09:00 - 09:30 Coffee &
Biscuits
09:30 - 09:45
Opening
(slides)
09:45 - 10:30 Applications (High
Performance Data Analytics)
09:45 - 10:15 Juha Jaykka (Univ.
Cambridge COSMOS Intel Parallel Computing Centre): Advantages and
disadvantages of modern parallel computing
(slides)
10:15 - 10:30 Discussion
10:30 - 11:15
System Architecture I (HPC)
10:30 - 11:00 Christophe
Dubach (Univ. Edinburgh): Lift: a Data-Parallel Language for
High-Performance Parallel Pattern Code Generation
(slides)
11:00 - 11:15 Discussion
11:15 - 11:30
Coffee Break
11:30 - 12:15
System Architecture II (Scheduling)
11:30 - 12:00 Daniel Goodman
(Oracle Labs): Fine-grained parallel work scheduling in scale-up
graph analytics
(slides)
12:00 - 12:15 Discussion
12:15 - 13:00
Lunch
13:00 - 14:30
System Architecture III (Distributed Computing/Memory
Management)
13:00 - 13:30 Aleksandar
Dragojevic (Microsoft Research Cambridge): FaRM: a platform for
low-latency computing
(slides)
13:30 - 13:45 Sam Ainsworth
(Univ. Cambridge):Graph Prefetching Using Data Structure Knowledge
(slides)
13:45 - 14:15 Rajeev Raman (Univ.
Leicester): In-memory memory processing of big data via succinct
data structures
(slides)
14:15 - 14:30 Discussion
14:30 - 14:45
Coffee Break
14:45 - 16:00
Heterogeneous Cores (Optimisation in Stream Processing and
Neural Networks)
14:45 - 15:10 Alexandros
Koliousis (Imperial College London): SABER: Window-Based Hybrid
Stream Processing for Heterogeneous Architectures
(slides)
15:10 - 15:30 Valentin Dalibard
(Univ. Cambridge): Modern Systems for Neural Networks
(slides)
15:30 - 16:00 Discussion
16:00 - 16:30
Discussion of future vision of data
processing stack from hardware, low-level programming, parallel
programming platform, to applications
16:30 - 17:30
Closing + wine
Talk Abstracts
Juha Jaykka (University of Cambridge COSMOS Intel Parallel
Computing Centre)
High Performance Data Analytics on
Distributed Parallel Platforms
Abstract: Traditional HPC, and by
extension Distributed Parallel computing Platforms, are largely
designed for the needs of relatively strictly structured data and
computationally demanding programs. This has consequences for HPDA,
and other emerging uses of these platforms/architectures as data is
often unstructured — in traditional HPC sense it is not even
unstructured, it is something even harder to handle from
architectural point of view. I will discuss some of the advantages
and disadvantages of such distributed platforms from the point of
view of requirements of data intensive, low computational intensity,
unstructured data.
Bio: Juha currently manages the COSMOS
Intel Parallel Computing Center and the COSMOS supercomputers at the
Stephen Hawking Centre for Theoretical Cosmology (CTC). His research
interests lay in theoretical physics and in enabling Big Data
scientists get the most out of their HPC/HPDA systems using
portable, sustainable, efficient, and optimised software. He has a
PhD in theoretical physics and has previously worked on mathematical
physics, classical field theories, and large scale HPC simulations.

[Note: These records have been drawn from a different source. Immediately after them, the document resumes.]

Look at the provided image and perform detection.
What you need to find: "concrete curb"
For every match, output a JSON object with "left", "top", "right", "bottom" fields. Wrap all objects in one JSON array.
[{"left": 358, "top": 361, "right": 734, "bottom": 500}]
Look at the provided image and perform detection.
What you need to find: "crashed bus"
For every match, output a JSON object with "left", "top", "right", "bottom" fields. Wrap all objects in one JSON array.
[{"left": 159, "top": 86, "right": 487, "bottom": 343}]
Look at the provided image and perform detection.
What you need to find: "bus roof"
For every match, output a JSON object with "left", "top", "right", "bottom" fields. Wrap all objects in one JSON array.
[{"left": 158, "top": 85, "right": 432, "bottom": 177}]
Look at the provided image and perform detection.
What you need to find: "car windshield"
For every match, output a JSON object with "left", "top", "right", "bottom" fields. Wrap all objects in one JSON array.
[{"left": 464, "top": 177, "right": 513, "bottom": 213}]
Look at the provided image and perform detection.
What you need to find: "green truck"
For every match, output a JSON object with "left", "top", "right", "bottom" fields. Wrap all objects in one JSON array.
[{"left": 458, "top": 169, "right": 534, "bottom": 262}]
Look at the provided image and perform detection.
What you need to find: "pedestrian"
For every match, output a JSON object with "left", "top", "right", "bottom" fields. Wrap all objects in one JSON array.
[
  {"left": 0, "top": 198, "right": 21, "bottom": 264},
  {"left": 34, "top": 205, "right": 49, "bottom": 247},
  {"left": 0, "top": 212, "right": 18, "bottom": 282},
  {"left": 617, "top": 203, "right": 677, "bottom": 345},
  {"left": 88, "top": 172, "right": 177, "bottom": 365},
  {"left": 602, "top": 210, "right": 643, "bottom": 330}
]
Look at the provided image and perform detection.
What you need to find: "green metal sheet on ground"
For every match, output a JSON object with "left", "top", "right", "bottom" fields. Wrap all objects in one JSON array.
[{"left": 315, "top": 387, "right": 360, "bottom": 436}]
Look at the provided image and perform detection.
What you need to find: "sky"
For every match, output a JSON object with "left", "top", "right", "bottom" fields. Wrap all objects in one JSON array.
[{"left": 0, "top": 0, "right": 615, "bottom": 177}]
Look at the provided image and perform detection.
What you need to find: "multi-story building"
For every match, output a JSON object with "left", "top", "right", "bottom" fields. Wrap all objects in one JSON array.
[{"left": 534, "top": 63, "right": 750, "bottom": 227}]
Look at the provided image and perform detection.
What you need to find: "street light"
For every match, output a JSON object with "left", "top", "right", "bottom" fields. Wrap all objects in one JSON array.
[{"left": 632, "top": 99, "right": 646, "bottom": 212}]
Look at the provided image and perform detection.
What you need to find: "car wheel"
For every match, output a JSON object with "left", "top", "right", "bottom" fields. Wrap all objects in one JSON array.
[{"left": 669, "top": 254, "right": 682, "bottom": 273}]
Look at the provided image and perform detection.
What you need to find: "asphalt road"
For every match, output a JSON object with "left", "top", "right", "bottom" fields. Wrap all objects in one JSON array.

Christophe Dubach (University of Edinburgh)
Lift: a Data-Parallel Language for
High-Performance Parallel Pattern Code Generation
Abstract: Algorithmic patterns have
emerged as a solution to exploit parallel hardware and achieve
performance portability. Applications can easily be expressed at a
high-level, hiding hardware complexity away from programmers and
shifting the responsibility to the library writer or compiler.
However, producing efficient implementations remains a complicated
task that needs to be repeated for each high-level pattern and
whenever hardware changes.
In this talk, I will present Lift, a
novel high-level data-parallel programming model. The language is
based on a surprisingly small set of functional "elementary"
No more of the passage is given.